From EDA to NDA: Treating Networks like Chips and Programs
Surveys reveal that network outages are prevalent, and that many outages take hours to resolve, resulting in significant lost revenue. Many bugs are caused by errors in configuration files which are programmed using arcane, low-level languages, akin to machine code. Further, mistakes are often hunted down using rudimentary tools such as Ping and Traceroute.

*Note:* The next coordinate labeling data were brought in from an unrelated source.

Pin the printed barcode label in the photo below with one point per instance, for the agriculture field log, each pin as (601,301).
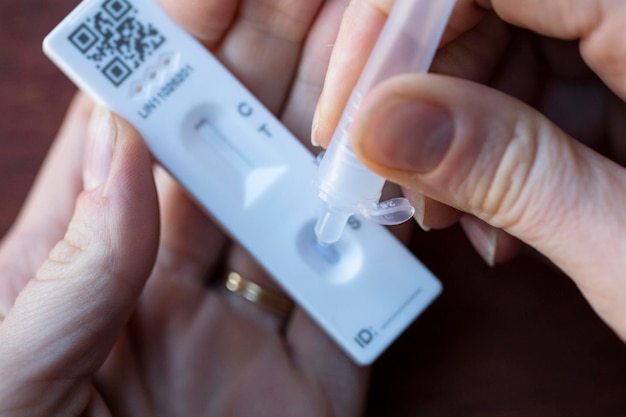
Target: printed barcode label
(116,41)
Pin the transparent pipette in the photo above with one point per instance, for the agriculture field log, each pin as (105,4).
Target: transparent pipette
(407,43)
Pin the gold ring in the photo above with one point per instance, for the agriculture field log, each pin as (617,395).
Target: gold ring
(254,293)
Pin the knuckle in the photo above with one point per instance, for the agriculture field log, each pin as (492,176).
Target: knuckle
(78,243)
(503,195)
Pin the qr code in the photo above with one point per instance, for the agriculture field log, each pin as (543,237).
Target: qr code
(115,40)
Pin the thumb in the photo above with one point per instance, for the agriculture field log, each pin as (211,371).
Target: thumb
(67,318)
(492,156)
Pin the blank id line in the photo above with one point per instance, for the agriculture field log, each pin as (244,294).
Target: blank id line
(402,307)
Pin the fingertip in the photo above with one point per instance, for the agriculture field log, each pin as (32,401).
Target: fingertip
(401,131)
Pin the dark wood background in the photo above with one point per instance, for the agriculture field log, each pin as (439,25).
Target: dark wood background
(515,340)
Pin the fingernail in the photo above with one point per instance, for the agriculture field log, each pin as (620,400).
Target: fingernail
(316,119)
(99,148)
(419,203)
(408,135)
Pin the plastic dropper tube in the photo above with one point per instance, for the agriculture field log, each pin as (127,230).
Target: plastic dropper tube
(407,43)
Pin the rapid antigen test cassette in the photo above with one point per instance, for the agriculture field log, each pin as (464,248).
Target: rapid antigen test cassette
(244,167)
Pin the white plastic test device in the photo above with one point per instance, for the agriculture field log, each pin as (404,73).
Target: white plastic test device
(239,162)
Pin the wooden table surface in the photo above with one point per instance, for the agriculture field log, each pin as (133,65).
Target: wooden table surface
(515,340)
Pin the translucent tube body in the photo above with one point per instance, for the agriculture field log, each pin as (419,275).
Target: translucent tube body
(407,43)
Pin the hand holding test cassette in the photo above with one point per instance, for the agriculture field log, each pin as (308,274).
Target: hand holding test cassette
(237,160)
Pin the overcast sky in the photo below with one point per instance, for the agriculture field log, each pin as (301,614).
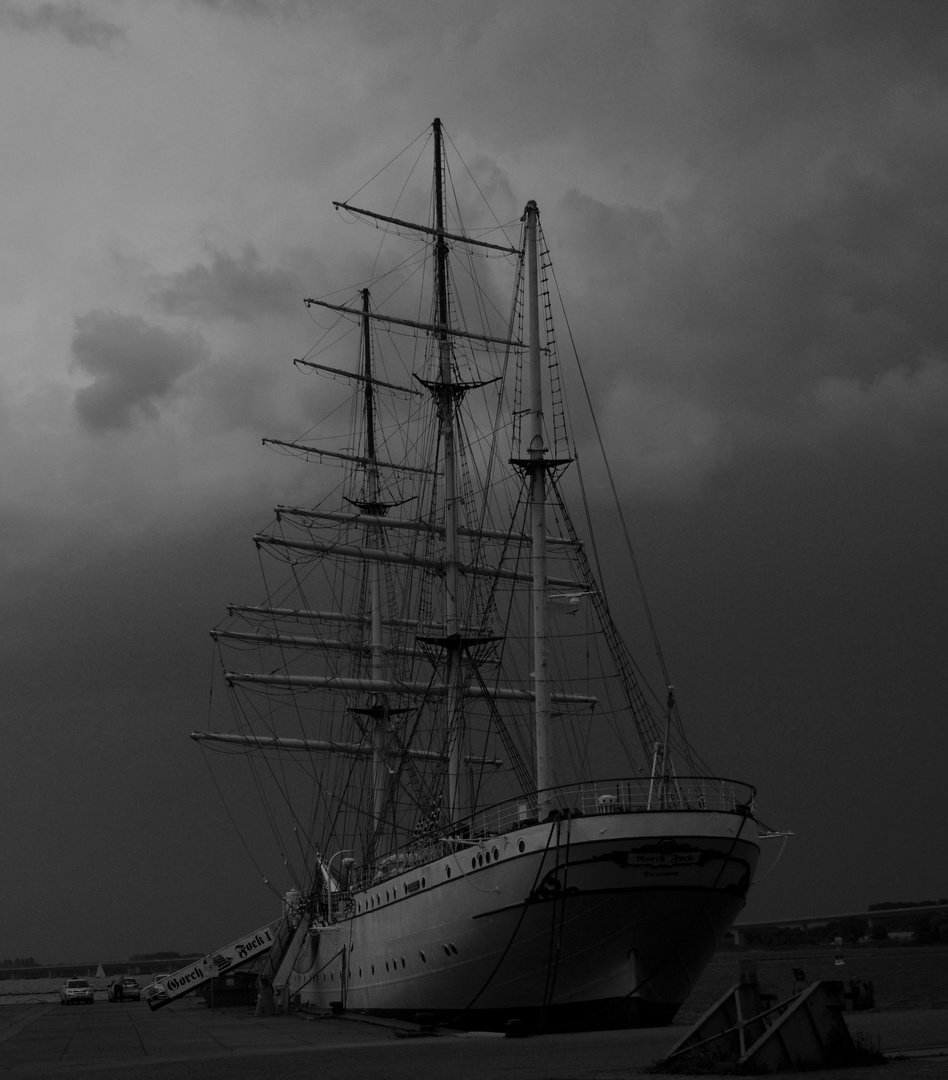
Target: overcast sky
(746,205)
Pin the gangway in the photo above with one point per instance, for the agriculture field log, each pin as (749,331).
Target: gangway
(274,939)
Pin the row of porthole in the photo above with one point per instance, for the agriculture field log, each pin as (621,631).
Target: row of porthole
(449,949)
(483,858)
(377,900)
(476,861)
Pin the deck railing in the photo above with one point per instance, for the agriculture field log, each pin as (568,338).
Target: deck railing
(636,795)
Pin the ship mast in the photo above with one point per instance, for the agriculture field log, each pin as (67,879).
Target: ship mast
(446,397)
(536,466)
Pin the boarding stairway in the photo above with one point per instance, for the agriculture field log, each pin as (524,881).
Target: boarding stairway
(279,942)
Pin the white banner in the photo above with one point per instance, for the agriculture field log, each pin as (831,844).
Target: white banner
(217,963)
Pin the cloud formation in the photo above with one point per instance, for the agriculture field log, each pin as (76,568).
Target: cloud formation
(135,366)
(230,287)
(71,21)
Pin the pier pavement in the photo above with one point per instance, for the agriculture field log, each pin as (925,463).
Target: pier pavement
(188,1041)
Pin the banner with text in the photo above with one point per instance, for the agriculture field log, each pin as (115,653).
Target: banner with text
(231,956)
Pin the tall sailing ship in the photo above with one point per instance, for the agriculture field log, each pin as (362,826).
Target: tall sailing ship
(501,819)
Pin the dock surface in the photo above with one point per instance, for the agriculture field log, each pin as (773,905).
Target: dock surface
(189,1040)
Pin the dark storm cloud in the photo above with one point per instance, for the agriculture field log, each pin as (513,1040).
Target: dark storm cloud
(238,288)
(134,366)
(68,19)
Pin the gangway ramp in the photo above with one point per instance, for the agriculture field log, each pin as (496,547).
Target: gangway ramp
(273,939)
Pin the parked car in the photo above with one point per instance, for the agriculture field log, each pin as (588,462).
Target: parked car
(131,989)
(77,991)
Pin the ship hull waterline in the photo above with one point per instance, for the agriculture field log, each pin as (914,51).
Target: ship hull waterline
(576,925)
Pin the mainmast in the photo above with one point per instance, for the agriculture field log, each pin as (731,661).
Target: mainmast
(536,466)
(446,396)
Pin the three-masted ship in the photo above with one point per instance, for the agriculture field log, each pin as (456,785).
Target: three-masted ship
(496,818)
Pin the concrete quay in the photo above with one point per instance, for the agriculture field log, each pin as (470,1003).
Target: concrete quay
(113,1041)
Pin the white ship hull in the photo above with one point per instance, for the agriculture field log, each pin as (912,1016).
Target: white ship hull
(586,922)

Taking our cue from other fields such as hardware design, we suggest fresh approaches. Our first attempt was a geometric model of network forwarding called Header Space together with parsers that convert router configurations to header space representations. Header Space ideas were used to build a static checker (Hassel) that can identify reachability bugs and a dynamic checker (ATPG) that can identify performance faults. Unlike classical model checkers, Hassel does not have a notion of a specification language or a modeling language, which makes it difficult to write higher level specifications or deal with changing router behaviors. Our attempt to remedy this was to teach an old dog (Datalog) new tricks to create what we call Network Optimized Datalog (NoD) followed by extensions to quantitative and automatic verification.
These results suggest that concepts from Electronic Design Automation (EDA) and program verification can be leveraged to create what might be termed Network Design Automation (NDA). What might the equivalent of Layout Versus Schematic tools or Specification Mining be? What are the differences in the domain that can be exploited? The second part of this talk will explore this vision, touching upon modular network semantics, language design, performance invariants, and interactive network debuggers. This is joint work with collaborators at Berkeley, MSR, and Stanford.

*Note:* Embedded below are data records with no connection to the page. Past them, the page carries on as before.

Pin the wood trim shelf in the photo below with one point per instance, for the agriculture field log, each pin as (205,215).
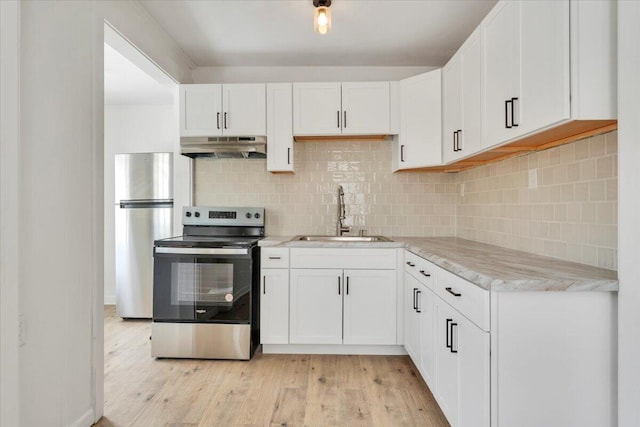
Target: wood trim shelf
(318,138)
(563,134)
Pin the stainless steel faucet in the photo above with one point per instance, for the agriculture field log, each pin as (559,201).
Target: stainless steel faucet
(341,229)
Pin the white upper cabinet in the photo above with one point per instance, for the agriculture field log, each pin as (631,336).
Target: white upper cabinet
(316,108)
(200,110)
(419,143)
(341,108)
(279,127)
(216,110)
(502,75)
(462,101)
(244,109)
(365,108)
(527,79)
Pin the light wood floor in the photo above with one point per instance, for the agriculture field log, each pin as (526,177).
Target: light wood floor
(269,390)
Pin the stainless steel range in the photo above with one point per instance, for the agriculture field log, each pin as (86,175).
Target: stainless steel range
(206,285)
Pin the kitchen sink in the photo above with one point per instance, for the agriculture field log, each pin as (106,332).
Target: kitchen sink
(342,239)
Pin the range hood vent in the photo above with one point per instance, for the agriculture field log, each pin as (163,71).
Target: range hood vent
(225,147)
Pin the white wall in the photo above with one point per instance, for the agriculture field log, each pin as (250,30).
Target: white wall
(302,74)
(52,178)
(138,129)
(629,212)
(9,217)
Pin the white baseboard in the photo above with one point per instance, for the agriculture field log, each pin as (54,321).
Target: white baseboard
(386,350)
(86,420)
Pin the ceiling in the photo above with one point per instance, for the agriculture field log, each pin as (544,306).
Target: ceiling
(280,32)
(126,84)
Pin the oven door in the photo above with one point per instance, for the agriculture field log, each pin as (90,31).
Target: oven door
(202,285)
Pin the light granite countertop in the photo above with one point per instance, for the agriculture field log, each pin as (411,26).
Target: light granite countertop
(487,266)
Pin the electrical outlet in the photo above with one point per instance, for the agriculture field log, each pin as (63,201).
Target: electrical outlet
(533,178)
(22,331)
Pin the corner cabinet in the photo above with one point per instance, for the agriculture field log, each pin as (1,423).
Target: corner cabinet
(419,143)
(335,306)
(279,127)
(223,110)
(341,108)
(527,81)
(462,101)
(491,359)
(336,300)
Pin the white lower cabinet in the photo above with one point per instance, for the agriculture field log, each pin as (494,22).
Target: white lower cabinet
(462,352)
(411,319)
(335,306)
(369,307)
(274,306)
(316,306)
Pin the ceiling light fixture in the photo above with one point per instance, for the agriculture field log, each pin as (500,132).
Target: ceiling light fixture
(322,16)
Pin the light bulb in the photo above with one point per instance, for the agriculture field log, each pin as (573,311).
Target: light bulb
(322,20)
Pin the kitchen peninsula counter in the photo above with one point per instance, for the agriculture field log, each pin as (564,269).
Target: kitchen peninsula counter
(488,266)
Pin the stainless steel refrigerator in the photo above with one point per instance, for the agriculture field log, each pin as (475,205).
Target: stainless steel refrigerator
(144,213)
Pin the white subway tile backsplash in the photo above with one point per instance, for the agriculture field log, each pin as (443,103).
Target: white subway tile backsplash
(571,215)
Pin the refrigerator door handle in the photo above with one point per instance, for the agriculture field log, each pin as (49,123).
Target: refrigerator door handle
(146,203)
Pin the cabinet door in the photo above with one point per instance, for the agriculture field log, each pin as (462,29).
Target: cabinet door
(447,385)
(316,109)
(427,328)
(370,307)
(411,319)
(279,127)
(316,306)
(452,107)
(420,138)
(244,107)
(463,380)
(365,108)
(274,307)
(544,56)
(470,139)
(200,110)
(501,72)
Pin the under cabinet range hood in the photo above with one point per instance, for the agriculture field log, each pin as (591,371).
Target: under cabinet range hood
(224,147)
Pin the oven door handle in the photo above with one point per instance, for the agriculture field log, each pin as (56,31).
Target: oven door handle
(201,251)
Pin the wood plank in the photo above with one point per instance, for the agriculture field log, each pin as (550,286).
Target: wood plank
(563,134)
(326,138)
(270,389)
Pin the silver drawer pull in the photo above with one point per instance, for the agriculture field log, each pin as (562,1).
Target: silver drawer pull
(455,294)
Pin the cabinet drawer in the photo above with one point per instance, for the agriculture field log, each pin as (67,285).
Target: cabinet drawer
(378,259)
(469,299)
(274,257)
(420,268)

George Varghese received his Ph.D. in 1992 from MIT. From 1993-1999, he was a professor at Washington University, and at UCSD from 1999 to 2013. He was the Distinguished Visitor in the computer science department at Stanford University from 2010-2011. He joined Microsoft Research in 2012.

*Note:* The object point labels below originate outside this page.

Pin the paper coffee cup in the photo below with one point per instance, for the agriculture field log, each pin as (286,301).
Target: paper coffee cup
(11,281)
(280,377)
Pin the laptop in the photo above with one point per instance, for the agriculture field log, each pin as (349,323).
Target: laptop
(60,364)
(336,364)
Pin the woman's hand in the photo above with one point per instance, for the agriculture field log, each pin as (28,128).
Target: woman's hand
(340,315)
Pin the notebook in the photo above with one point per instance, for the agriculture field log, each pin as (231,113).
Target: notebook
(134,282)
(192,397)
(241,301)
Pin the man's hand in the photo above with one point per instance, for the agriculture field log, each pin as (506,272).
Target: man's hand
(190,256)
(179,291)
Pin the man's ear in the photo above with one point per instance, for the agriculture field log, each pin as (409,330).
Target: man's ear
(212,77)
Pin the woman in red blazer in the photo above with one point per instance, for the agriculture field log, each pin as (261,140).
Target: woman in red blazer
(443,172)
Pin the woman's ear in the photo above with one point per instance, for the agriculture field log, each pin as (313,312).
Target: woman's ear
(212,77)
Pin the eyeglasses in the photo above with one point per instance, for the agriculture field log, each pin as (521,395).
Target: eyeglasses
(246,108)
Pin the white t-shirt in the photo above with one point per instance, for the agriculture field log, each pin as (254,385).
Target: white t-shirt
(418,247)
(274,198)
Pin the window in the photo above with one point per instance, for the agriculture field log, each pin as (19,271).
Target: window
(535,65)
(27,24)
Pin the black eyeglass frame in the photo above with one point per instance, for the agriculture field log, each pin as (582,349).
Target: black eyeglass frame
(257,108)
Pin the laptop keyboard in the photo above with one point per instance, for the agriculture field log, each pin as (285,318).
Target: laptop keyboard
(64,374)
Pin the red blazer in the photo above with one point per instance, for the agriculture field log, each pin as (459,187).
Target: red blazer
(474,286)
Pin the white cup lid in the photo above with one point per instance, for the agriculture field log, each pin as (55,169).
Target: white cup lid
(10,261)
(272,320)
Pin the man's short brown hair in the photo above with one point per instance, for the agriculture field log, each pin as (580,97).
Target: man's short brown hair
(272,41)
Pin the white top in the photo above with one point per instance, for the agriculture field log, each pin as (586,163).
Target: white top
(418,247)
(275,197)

His book "Network Algorithmics" was published in December 2004 by Morgan-Kaufman. In May 2004, he co-founded NetSift, which was acquired by Cisco Systems in 2005. With colleagues, he has won best paper awards at SIGCOMM (2014), ANCS (2013), OSDI (2008), PODC (1996), and the IETF Applied Networking Prize (2013). He won the Kobayashi Award and the SIGCOMM Lifetime Award, both in 2014, and the IIT Bombay Distinguished Alumni Award in 2015.